Читая про жизнь людей до революции, я всегда высчитывала, доживет ли герой до 17 года, до светлого будущего, или нет. Если нет, то выходило, что он несчастный человек, умер раньше срока, так и не узнав торжества правды и справедливости.

Я радовалась, что родилась во-время и живу прямо в светлом будущем и никто не сможет меня тиранить. Мне-то повезло, но каково остальному человечеству, которое жило до меня и так и умерло, не прозрев?

После курсов мама устроилась на полставки в лабораторию врачом-лаборантом. Туда мне можно приходить, в отличии от ее кабинете в поликлинике, куда ходить нельзя.

Я у мамы, она в белом халате и в хорошем расположении духа; смеясь, вырывает у меня волос, кладет его под микроскоп, и я долго удивленно гляжу на коричневую, в палец толщиной полоску под микроскопом, потом мама дает мне посмотреть каплю воды, крылышко от засохшей мухи. Я в восторге. Глядя, как я радуюсь, смеется и мамина лаборантка Любочка, хорошенькая молодая девушка-татарочка со смуглой кожей и темными глазами.

Они дружат с мамой, Люба обсуждает с мамой какие-то свои сердечные дела, а я жду, когда мама соберется домой. Лаборатория расположена напротив моей школы в низеньком одноэтажном кирпичном здании. Вокруг небольшой садик, в нем растут даже березы.

Лето в Карталах жаркое, без дождей, бывают пыльные смерчи. Как закрутит столб пыли посредине дороги, потом долго сплевываешь песок, трешь глаза.

Если выйти на окраину города, то кругом сплошная степь и ковыль. Линия горизонта ровная и ничего нет.

В городе есть парк. Посаженный. Помню из деревьев только кусты сирени. В траве много ящериц. Иногда они залезают на камень и греются на солнце. Если ухватить ящерку за хвост, то она убежит, а хвостик оставит в руках.

В парке клумбы. Помню львиный зев, который мы рвали, а потом играли в собачки. Нажмешь посредине цветка, он открывает рот как собачья пасть. Но парк далеко от дома и меня туда редко пускают.

Осенью по двору ветер гоняет засохшие шары перекати-поле. Колючие кусты больно царапают ноги даже сквозь чулки.

Базар далеко и ездим на него на автобусе. Это маленький автобус, в нем много народу и жарко летом, а зимой холодно и все равно душно. Базар расположен в деревенской части станции. Возле него построили элеватор, когда стали запахивать целину. Помню пшеницу, золотой горой насыпанную прямо на землю возле элеватора. Мама опечалена тем, что пшеница намокла и преет.

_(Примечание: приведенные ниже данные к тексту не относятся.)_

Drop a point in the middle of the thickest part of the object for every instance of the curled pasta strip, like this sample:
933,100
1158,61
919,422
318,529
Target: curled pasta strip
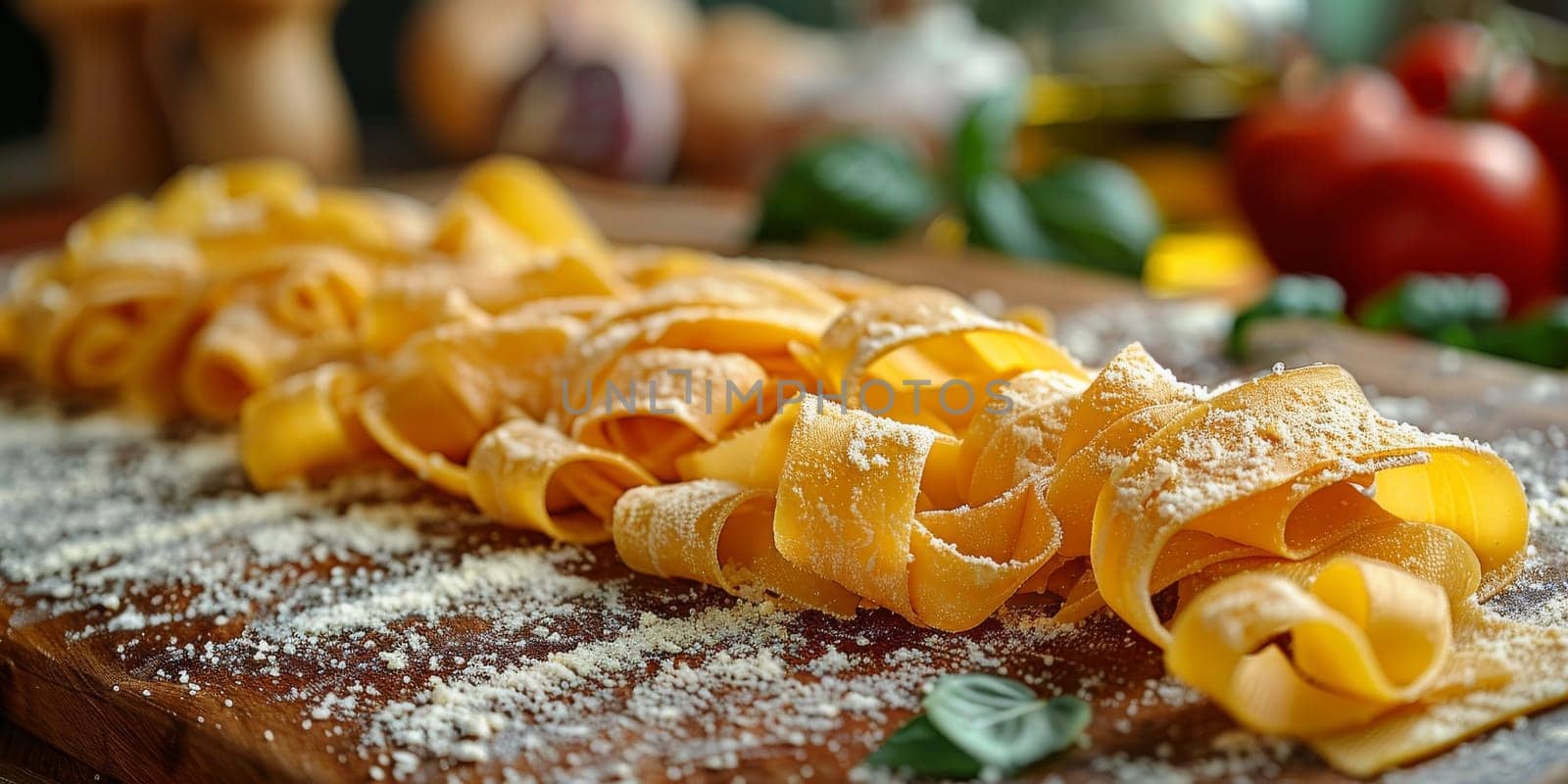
855,480
762,334
1005,446
1327,564
661,404
925,357
718,533
457,381
529,475
1363,637
245,350
417,297
86,321
306,427
530,203
321,290
1243,469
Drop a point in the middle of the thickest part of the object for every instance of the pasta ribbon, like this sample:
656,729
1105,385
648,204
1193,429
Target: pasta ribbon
305,427
855,480
1243,466
455,383
925,357
661,404
529,475
1364,635
718,533
830,441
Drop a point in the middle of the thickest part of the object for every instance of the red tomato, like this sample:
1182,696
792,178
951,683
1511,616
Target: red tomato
1454,198
1457,68
1355,184
1288,159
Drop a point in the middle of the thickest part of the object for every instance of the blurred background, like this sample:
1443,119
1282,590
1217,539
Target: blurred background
1399,164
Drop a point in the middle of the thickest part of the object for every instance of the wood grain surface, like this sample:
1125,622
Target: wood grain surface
102,697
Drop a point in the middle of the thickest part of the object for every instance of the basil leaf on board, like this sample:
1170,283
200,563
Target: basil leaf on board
984,138
924,752
1539,337
1290,297
864,187
1003,723
1000,219
1097,212
1439,306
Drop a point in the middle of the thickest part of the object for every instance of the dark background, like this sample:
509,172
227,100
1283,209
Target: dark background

– А зимой опять в очереди за хлебушком стоять – говорит она.

Мама, пережившая страшный голод Ленинградской блокады, никогда не позволяет мне выбросить недоеденный кусок хлеба.

– Хлебушек отомстит – говорит она.

Хлебные объедки мы собираем и отдаем маминым знакомым в деревню, которые кормят ими кур. Мамины знакомые в деревне – это Иван Федорович Ткаченко и его семья. Иван Федорович – мамин больной, которого она как-то раз попросила сделать за небольшую плату табуретки. Он сделал, его работа понравилась, и постепенно мама и бабушка подружились с ним и его женой Валей. По возрасту они попадали как раз между мамой и бабушкой. Иногда мы ходили к ним в их домик с палисадником на жареную картошку. Валя очень вкусно жарила картошку на сале на чугунной сковородке. Еще они подавали огурчики со своего огорода, летом свежие, зимой соленые. Их младшая дочка училась в педагогическом техникуме, а сыновей я не помню, они жили отдельно. Иван Федорович выгодно отличался от русского мастерового люда тем, что совершенно не пил. Тогда я очень удивлялась восхищением мамы и бабушки таким фактом и гордостью и радостью Вали, что ей так повезло с мужем.

– Вот мама и бабушка тоже не очень потребляют спиртное, а кто-нибудь ставит им это в заслугу? – думала я, уча уроки и одновременно слушая разговоры взрослых

Летом у Ткаченко бывало хорошо. Уйдешь от взрослых, сядешь на скамеечку возле дома и млеешь от запаха левкоев и табака, который усиливается на закате солнца.

В третьем классе я вела дневник. День прожит, а потом забыт, а жалко. Надо его удержать. И я села за писание, при моей небольшой любви к этому процессу ведение дневника – это подвиг. Каждая запись кончалась словами – я поела и легла спать. Мама нашла его и много смеялась. Он не сохранился.

Сохранился дневник, общая тетрадь в разодранной обложке, который я вела с 4 класса и до окончания школы.

Как-то во двор завезли кирпичи. И я весь июнь занималась стройкой, таскала эти кирпичи взад-вперед. Мы с Ольгой Решетниковой, моей закадычной подругой строили дом.

Руки у меня в вечных цыпках, непромытую грязь с рук я мажу на полотенце и бабушка сердится.

– На тебя не напасешься чистых полотенец, – говорит она.

Но мыть руки долго и холодно. Воды теплой в кранах нет.

Линка часто ест прямо на улице. Выбегает с куском из дому, жуя на ходу. Мне это запрещено, это называется кусочничать.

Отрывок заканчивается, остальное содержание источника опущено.